One look at a population distribution map of Australia and it’s obvious we are a people of the sea. Beaches, BBQs and a curling waves; icons of Australian culture the world over. We’re a nation of surfers, swimmers and sailors; with boat ownership experiencing a year on year rise that now sees 13% of Australian households having some sort of watercraft. It’s a passion we share with our Kiwi neighbours. Auckland is known as ‘the city of sails’ for good reason; playing host to more boats per capita than anywhere else in the world. What then, is stopping the most maritime inclined from making their passion into a living arrangement?
There are in fact, quite a few incentives to do so. The cost of a reasonably sized boat is a lot lower than any property you’ll find in an urban centre, and berth costs remain relatively low even in Australia’s most popular ports. Well below any rental property rate that’s for certain. Investing in a boat, even only as a short term living solution, affords certain flexibilities that don’t extend to more traditional forms of property. They’re mobile above all else, so if after a period of water-based living you feel like reverting back to a landlubber, you’ll likely be able to keep your investment close. It also means you can lead a more adaptable lifestyle. If you’re changing jobs or perhaps just fancy a change of scenery, instead of undergoing an arduous move you can bring your home with you. As long as there’s water, there will be a way.

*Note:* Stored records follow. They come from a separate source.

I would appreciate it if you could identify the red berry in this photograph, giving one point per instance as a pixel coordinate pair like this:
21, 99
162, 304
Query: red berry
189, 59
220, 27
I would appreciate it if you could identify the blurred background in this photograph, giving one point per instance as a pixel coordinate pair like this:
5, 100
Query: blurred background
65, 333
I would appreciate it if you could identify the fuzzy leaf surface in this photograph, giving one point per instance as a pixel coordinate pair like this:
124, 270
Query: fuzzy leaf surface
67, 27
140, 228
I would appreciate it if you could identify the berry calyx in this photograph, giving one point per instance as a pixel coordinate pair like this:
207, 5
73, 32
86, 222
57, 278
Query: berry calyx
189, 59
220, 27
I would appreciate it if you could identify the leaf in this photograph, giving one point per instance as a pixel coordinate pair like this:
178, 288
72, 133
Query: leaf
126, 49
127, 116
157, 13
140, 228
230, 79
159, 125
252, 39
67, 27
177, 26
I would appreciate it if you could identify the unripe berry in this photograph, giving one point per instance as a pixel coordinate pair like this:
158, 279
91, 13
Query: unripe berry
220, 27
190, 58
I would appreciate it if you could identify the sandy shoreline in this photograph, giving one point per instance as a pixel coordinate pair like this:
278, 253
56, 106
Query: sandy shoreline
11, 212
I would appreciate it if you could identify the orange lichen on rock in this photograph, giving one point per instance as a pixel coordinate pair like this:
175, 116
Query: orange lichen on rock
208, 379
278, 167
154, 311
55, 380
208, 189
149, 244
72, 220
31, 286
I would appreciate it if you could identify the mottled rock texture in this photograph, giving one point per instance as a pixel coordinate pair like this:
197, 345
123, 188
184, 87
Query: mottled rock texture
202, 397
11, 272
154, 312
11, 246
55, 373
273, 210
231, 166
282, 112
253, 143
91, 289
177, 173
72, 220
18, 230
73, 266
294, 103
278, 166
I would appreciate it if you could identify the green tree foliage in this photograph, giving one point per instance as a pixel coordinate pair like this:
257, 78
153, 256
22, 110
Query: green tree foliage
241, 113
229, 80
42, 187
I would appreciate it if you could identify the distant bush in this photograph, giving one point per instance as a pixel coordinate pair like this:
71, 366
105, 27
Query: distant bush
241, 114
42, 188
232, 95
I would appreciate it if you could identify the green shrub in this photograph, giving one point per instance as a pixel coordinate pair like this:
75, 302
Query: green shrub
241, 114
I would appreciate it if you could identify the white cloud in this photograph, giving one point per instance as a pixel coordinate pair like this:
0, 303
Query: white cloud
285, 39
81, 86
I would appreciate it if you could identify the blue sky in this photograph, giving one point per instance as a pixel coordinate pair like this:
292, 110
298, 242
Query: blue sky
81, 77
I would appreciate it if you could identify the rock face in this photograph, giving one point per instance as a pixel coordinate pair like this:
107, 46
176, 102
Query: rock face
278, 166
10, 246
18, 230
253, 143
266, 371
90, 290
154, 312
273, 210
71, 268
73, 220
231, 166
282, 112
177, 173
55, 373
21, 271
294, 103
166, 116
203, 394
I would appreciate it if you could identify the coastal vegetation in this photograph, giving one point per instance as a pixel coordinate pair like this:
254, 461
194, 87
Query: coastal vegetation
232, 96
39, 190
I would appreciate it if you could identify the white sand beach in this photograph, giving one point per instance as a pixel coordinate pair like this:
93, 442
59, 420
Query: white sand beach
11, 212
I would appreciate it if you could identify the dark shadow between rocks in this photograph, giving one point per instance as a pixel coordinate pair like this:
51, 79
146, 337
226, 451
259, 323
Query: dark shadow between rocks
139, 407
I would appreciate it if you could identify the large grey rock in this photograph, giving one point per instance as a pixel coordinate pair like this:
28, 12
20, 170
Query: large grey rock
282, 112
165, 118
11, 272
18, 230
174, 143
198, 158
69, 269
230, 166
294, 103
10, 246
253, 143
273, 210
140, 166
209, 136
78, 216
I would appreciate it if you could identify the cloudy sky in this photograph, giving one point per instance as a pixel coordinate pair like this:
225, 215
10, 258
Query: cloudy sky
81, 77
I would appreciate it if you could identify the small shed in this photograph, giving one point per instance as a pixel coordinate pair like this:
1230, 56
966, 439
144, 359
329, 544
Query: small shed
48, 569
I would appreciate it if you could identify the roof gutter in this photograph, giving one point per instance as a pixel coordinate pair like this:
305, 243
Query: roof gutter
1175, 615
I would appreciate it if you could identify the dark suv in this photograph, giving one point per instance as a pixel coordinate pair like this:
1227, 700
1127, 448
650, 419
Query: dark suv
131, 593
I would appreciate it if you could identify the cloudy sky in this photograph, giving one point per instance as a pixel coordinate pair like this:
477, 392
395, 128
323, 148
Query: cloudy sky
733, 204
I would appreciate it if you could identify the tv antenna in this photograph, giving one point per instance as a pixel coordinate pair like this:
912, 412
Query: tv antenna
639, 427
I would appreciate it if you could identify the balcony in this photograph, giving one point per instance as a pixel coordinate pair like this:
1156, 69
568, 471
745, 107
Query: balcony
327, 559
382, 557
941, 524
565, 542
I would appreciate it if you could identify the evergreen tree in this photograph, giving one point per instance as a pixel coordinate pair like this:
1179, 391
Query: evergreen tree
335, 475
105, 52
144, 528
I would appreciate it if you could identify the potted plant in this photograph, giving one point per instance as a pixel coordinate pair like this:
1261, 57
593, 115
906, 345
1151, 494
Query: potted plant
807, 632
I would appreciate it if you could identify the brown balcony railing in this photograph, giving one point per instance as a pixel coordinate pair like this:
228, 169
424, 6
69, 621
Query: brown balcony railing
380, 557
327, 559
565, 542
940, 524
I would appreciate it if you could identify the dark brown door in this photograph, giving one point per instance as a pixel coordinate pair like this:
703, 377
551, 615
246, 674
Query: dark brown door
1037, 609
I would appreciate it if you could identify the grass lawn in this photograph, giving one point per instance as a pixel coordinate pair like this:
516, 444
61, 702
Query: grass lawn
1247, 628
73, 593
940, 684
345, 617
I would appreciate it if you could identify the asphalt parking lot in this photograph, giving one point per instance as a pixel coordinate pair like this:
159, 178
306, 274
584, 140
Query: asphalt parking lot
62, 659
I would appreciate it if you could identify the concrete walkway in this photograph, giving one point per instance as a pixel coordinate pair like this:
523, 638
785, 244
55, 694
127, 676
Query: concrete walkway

You don’t need to be Captain Cook to get stuck in either. Brisbane-based Andrew Bird purchased a boat on the Eagle Street Pier in the cities CBD after being priced out of the housing market. Finding calm in the rough waters of a bad property market. Bird recalls how he found himself living on a boat without any prior sea-faring experience. For those who are, pardon the pun, in the same boat experience wise, take note! Perhaps you’ll take to it easier than you expected. His tale is one that does a lot to challenge other preconceived notions of life on the water. He points out how much larger boats are than they often appear, his own sleeps six, and how despite some small inconveniences (fetching fresh-water, running a generator), the conveniences and pleasures of city life can be kept close at hand without having to pay CBD housing rates. Even the issues Bird highlights are becoming less of a concern. The creases of seafaring life are being ironed out over time by solar panels and desalinators becoming cheaper and readily available. Some enterprising folks have attained a level of self-sustainment through these methods that enables them to live on the water for years at a time. Combining work, home and travel into an all-in adventure. It’s also a very environmentally conscious way to live if that’s important to you. Even for those who like to travel around, wind power is always free and green.
For the savvy investor, living on a boat might be a form of pseudo-rentvesting. Which I’ve talked about more in depth before. With a cheap primary place of living you can direct your capital into an investment elsewhere to rent out.
Living on board and offshore isn’t entirely clear cut though, there are some regulations that vary from state to state. In Queensland you’re limited to a four month stay in one bearth, and then you’ll need a 30 day gap before you return. There have been some pretty severe crackdowns on those who are overstaying. Elsewhere you’ll find things more relaxed, Tasmania puts no such restrictions on things.
It seems like a slightly silly consideration, and maybe it is, but it can’t hurt to give it some thought. You’ve got to be flexible and willing to move about and adapt. If that’s you, why not give the high seas a moment of contemplation; either as a fun side investment or something a little more life defining. You might find your horizons expanded. Quite literally.